A hair color specialist, aka hair colorist, specializes in the modification of natural hair color utilizing various application methods while using a colorant product from a professional company. In the US, some colorists are qualified through the American Board of Certified Hair Colorists. This designation is used to recognize colorists that have a greater level of competency in the industry through a written exam and a practical exam. A hair color specialists duties might include, but are not limited to, basic color applications like covering grey and lightening or darkening natural hair color. A color specialist also has the ability to perform corrective color applications and create special effects using foiling techniques or any other advanced color application methods.
Estheticians (sometimes referred to as aestheticians) are licensed professionals who are experts in maintaining and improving skin.
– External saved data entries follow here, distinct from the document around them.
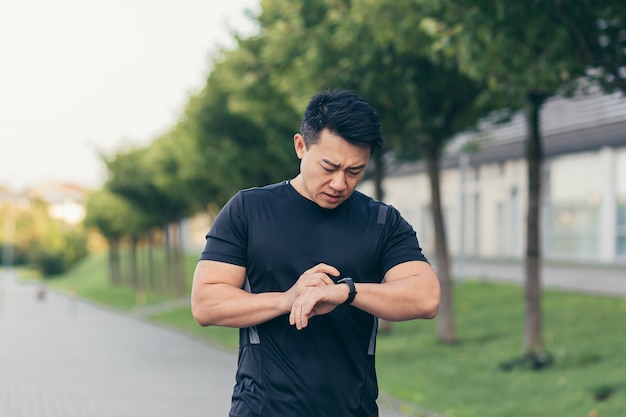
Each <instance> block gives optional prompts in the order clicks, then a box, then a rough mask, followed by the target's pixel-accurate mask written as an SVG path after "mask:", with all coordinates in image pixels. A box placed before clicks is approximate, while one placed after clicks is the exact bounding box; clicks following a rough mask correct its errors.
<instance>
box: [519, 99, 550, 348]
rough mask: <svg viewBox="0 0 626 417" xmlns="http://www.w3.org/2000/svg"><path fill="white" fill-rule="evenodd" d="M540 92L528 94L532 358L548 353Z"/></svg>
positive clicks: (525, 332)
mask: <svg viewBox="0 0 626 417" xmlns="http://www.w3.org/2000/svg"><path fill="white" fill-rule="evenodd" d="M546 98H547V97H546V95H544V94H542V93H540V92H531V93H529V94H528V108H527V123H528V139H527V141H526V160H527V163H528V213H527V219H526V220H527V223H526V225H527V239H526V259H525V266H526V268H525V274H526V276H525V279H526V280H525V284H526V288H525V332H524V349H525V351H526V353H527V354H528V355H529V356H536V355H537V354H538V353H541V352H542V351H543V350H544V345H543V337H542V325H541V323H542V314H541V247H540V236H541V232H540V209H541V168H542V162H543V149H542V144H541V129H540V119H539V117H540V111H541V107H542V105H543V103H544V102H545V100H546Z"/></svg>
An esthetician's general scope of practice is limited to the epidermis (the outer layer of skin). Estheticians work in many different environments such as salons, med spas, day spas, skin care clinics, and private practices. Estheticians may also specialize in treatments such as microdermabrasion, microcurrent (also known as non-surgical "face lifts"), cosmetic electrotherapy treatments (galvanic current, high frequency), LED (light emitting diode) treatments, ultrasound/ultrasonic (low level), and mechanical massage (vacuum and g8 vibratory).
The esthetician may undergo special training for treatments such as laser hair removal, permanent makeup application, light chemical peels, eyelash extensions, and electrology. In the US, estheticians must be licensed in the state in which they are working and are governed by the cosmetology board requirements of that state. Estheticians must complete a minimum 3001500 hours of training and pass both a written and hands-on exam in order to be licensed in a given state. Utah, Virginia and Washington are the only states at this time to adopt the Master Esthetician License. Additional post graduate training is sometimes required when specializing in areas such as medical esthetics (working in a doctor's office). Estheticians work under a dermatologists supervision only when employed by the dermatologist's practice. Estheticians treat a wide variety of skin issues that are cosmetic in nature, such as mild acne, hyperpigmentation, and aging skin; therefore, clients with skin disease and disorders are referred to a dermatologist or other medical professional. The word esthetician is an alternative spelling of aesthetician, a derivation of the word aesthetic, "beauty-related".